In a grave reminder of the precarity of our urban lives, a night out with family and friends turned into an unimaginable tragedy for those visiting the restaurants at the Green Cozy Cottage Shopping Mall building on February 29. As of writing this editorial, 46 people, including three children, have already died in the fire that broke out around 9.50 pm on Thursday at the Bailey Road building, and at least 20 others have been critically injured. Fire service officials say there were cooking gas tanks on almost every floor of the building. Meanwhile, there were only two elevators and a staircase in the building, with no emergency exit, forcing some to resort to desperate measures such as jumping out of windows to evade the flames. Those who couldn't, asphyxiated to death.
Anyone who has visited the building in question—or for that matter, any such building in Dhaka housing restaurants and cafes perilously perched on top of one another—knows these establishments, flouting a host of building and fire safety codes, are always a flicker away from disaster. As we mourn the untimely and avoidable death of the victims, we must ask ourselves, can we really be surprised that such an incident happened? An overwhelming majority of commercial establishments and high-rise buildings in Dhaka and other cities of the country are built without following fire safety and building codes, with our authorities ignoring or, in most cases, enabling such violations in exchange of hefty bribes. For how long will we continue to ignore the structural flaws and failures which make such incidents not accidents but structural killings?
The Bangladesh National Building Code (BNBC) requires high-rise owners to obtain No Objection Certificates (NOC) from the Fire Service contingent upon ensuring heat, flame, and smoke detectors, hydrants, sprinklers, fire fighting equipment, emergency evacuation protocol, and more before completing construction work. Following the deadly FR Tower fire on Kemal Ataturk Avenue in 2019, the Housing and Public Works minister admitted that at least 66 percent of the buildings in Dhaka were built in violation of the codes; Rajuk officials stated that the number in reality was much higher.

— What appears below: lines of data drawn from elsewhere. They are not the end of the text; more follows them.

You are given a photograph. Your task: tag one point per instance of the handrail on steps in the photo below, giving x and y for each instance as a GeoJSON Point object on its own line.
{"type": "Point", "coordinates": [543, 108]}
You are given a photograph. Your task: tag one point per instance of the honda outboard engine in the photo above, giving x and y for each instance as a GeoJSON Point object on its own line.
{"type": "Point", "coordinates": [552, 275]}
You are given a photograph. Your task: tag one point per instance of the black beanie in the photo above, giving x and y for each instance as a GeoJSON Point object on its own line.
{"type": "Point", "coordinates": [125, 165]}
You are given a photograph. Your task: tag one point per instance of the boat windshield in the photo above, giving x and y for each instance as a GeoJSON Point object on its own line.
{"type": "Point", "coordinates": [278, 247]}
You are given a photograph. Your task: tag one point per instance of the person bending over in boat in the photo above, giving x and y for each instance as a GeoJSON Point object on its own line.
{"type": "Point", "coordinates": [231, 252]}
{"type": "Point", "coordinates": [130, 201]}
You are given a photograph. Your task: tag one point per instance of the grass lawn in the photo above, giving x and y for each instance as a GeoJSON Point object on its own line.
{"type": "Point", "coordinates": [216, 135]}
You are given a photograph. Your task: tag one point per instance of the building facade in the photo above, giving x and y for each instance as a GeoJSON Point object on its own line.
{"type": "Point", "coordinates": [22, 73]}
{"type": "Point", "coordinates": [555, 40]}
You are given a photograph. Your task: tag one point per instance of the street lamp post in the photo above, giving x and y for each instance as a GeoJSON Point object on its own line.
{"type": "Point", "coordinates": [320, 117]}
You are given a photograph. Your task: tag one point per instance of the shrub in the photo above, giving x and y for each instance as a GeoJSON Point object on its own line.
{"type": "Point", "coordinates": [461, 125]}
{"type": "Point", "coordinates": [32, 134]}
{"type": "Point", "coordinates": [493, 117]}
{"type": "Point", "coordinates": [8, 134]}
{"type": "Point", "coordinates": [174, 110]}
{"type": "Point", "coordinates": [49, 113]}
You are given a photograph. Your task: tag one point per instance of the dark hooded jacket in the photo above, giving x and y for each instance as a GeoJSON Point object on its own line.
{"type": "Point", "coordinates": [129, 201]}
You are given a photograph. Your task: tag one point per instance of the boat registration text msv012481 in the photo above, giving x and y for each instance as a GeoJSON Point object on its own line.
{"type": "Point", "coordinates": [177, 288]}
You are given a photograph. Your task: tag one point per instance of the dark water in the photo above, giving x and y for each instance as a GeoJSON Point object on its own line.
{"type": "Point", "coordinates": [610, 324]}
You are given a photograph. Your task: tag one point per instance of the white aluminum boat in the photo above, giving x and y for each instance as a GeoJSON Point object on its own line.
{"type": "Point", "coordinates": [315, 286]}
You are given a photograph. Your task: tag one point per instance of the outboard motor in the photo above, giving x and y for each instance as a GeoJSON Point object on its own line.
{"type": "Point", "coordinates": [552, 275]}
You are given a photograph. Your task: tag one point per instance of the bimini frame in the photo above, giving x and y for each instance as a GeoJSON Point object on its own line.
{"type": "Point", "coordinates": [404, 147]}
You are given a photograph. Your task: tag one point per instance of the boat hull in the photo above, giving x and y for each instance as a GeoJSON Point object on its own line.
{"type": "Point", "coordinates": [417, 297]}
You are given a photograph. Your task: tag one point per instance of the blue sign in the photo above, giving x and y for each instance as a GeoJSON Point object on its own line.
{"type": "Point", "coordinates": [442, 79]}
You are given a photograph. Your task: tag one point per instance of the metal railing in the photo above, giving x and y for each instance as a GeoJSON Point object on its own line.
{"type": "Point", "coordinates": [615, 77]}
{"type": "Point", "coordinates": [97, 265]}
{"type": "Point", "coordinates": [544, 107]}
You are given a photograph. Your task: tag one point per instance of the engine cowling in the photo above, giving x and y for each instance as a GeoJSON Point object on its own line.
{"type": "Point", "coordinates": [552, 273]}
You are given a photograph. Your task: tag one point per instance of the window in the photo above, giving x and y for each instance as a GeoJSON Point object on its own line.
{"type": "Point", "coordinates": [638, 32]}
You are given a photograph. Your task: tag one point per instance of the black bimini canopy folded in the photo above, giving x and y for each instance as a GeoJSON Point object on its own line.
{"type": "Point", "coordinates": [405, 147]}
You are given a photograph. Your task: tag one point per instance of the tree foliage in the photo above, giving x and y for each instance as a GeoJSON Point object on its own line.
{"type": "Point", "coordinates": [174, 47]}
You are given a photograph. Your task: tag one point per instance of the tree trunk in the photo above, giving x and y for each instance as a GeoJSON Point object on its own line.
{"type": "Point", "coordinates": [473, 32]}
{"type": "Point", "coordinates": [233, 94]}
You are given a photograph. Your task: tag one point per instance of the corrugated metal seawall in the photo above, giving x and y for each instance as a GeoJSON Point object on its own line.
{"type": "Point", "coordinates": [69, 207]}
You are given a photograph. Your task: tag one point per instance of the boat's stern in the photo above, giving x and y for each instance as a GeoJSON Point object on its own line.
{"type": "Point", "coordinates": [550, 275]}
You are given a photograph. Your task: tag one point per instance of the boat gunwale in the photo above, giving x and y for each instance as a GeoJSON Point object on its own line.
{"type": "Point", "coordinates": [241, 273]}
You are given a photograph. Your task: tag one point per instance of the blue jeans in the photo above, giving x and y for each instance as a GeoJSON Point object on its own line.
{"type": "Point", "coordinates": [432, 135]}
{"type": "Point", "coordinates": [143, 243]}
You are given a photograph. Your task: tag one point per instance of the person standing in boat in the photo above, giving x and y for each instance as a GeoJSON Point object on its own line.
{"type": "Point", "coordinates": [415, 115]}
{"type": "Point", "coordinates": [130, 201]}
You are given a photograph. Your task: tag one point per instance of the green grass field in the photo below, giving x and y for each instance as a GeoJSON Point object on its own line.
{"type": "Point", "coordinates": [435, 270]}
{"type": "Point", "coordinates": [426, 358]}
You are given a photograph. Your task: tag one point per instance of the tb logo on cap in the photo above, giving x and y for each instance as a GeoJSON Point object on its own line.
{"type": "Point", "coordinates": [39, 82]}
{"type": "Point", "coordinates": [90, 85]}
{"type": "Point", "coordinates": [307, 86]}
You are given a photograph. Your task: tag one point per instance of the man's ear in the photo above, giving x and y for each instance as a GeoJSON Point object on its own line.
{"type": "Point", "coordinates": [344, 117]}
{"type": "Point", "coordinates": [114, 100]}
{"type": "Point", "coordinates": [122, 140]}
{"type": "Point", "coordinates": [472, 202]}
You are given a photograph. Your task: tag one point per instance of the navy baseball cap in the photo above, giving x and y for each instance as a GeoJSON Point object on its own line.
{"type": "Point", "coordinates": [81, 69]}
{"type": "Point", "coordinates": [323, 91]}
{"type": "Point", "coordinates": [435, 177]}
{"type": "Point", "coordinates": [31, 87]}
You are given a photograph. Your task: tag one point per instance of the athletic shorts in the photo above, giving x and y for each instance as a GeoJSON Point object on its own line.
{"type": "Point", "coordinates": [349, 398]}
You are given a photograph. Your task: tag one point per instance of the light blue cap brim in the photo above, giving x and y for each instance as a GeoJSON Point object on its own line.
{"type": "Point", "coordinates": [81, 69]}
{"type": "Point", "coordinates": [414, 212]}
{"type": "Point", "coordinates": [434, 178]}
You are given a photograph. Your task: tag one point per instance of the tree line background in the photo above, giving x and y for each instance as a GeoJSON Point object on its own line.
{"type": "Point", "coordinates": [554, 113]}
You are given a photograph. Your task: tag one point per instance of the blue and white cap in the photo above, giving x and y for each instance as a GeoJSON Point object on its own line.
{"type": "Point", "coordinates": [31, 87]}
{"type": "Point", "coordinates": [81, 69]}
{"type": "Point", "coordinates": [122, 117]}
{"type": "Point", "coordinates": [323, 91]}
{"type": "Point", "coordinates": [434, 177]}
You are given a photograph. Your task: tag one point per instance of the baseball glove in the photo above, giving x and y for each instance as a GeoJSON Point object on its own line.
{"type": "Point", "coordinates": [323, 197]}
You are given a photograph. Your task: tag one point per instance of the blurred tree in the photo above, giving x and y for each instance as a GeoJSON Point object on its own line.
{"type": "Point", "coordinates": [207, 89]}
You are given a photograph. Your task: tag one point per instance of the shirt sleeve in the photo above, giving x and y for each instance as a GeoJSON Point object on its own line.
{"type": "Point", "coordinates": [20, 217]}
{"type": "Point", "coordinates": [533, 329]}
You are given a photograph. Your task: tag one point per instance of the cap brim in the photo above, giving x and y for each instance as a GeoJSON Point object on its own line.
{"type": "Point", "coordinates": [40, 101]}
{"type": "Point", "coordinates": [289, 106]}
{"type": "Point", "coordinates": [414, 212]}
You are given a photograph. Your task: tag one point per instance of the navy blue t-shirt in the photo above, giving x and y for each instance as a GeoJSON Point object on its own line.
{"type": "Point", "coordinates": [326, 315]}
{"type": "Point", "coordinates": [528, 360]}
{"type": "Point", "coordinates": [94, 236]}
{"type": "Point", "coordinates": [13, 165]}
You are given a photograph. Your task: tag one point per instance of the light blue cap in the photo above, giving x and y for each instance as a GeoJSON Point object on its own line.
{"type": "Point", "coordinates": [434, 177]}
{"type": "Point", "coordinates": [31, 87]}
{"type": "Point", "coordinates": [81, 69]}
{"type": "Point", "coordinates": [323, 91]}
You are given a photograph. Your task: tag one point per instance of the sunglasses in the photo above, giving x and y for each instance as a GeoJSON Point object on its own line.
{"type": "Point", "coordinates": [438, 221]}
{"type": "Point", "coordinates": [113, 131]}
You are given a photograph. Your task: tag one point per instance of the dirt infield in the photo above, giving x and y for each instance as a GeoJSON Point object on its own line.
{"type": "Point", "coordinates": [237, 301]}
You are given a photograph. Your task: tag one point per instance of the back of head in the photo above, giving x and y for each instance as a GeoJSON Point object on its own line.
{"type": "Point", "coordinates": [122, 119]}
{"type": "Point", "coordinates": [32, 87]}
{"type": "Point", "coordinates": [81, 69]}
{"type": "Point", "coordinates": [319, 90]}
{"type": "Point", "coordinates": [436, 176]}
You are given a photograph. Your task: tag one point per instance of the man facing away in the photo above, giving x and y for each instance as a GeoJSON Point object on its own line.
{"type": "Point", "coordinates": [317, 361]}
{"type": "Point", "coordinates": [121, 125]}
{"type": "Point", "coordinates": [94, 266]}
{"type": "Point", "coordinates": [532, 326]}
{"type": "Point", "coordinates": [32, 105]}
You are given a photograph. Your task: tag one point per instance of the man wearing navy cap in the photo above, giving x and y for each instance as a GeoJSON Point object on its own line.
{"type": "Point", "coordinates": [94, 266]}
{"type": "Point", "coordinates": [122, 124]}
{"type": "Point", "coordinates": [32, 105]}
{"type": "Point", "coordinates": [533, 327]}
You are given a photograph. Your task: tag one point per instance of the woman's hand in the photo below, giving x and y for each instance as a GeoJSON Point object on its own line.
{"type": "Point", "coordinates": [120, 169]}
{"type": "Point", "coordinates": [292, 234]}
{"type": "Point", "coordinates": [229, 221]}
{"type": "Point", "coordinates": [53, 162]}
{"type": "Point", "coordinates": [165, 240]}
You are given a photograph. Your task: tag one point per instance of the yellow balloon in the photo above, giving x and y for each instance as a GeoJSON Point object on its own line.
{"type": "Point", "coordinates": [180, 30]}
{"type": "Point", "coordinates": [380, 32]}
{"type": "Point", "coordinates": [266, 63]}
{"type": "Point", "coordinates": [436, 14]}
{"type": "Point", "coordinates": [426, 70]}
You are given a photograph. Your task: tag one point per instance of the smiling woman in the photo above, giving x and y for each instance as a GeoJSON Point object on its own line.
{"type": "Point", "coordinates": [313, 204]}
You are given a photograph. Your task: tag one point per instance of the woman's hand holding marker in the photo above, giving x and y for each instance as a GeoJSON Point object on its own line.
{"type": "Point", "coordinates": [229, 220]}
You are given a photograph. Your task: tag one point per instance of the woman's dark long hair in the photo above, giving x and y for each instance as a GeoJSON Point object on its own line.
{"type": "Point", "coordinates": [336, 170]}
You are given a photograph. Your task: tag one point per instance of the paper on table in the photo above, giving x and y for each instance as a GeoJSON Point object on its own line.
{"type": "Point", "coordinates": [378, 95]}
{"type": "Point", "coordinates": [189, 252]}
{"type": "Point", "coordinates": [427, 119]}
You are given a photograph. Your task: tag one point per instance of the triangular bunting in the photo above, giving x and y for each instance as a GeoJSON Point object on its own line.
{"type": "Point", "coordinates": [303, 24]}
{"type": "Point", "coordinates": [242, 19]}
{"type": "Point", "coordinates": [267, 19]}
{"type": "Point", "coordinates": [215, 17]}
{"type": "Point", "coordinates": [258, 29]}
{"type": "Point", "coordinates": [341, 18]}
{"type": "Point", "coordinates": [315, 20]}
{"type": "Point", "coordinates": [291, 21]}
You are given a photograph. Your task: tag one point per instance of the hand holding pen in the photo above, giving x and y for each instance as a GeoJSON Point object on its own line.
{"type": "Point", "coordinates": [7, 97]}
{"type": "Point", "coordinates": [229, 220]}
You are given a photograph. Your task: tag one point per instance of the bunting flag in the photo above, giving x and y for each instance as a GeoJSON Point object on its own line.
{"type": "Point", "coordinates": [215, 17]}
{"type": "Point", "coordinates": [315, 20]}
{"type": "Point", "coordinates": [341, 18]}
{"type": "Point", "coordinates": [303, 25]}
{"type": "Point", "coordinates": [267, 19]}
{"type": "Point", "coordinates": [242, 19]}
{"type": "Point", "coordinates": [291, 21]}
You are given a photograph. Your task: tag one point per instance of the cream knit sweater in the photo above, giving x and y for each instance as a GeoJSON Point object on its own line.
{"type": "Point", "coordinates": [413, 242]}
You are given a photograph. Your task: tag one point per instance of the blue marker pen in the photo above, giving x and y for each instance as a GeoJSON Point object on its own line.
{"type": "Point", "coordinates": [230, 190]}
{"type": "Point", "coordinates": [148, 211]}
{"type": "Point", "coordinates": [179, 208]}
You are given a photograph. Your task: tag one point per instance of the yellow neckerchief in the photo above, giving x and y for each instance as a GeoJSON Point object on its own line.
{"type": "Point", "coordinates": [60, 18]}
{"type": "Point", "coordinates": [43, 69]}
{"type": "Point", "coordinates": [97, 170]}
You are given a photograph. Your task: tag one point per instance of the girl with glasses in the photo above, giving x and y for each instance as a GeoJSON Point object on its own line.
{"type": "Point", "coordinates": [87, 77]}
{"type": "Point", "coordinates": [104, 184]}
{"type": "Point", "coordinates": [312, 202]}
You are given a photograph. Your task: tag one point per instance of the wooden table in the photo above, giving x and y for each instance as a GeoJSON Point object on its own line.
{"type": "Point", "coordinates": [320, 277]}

But since then, what have the authorities done to ensure compliance? Despite repeated and avoidable fires in the capital alone over the past decade, we have not seen any noteworthy initiatives to ensure even a modicum of good governance in public works, much less an acknowledgement of authorities' own complicity in these killings. We deserve an answer from the Ministry of Housing and Public Works and the city authorities about their deadly reluctance to perform their duties.
Every time a fire breaks out, we go through the same motions: we register our shock, spend a few days dissecting the flaws of the building in question, form a probe committee, file a case against the building owners at most, and then conveniently forget to hold anyone accountable for the systemic failures. Will this time be any different?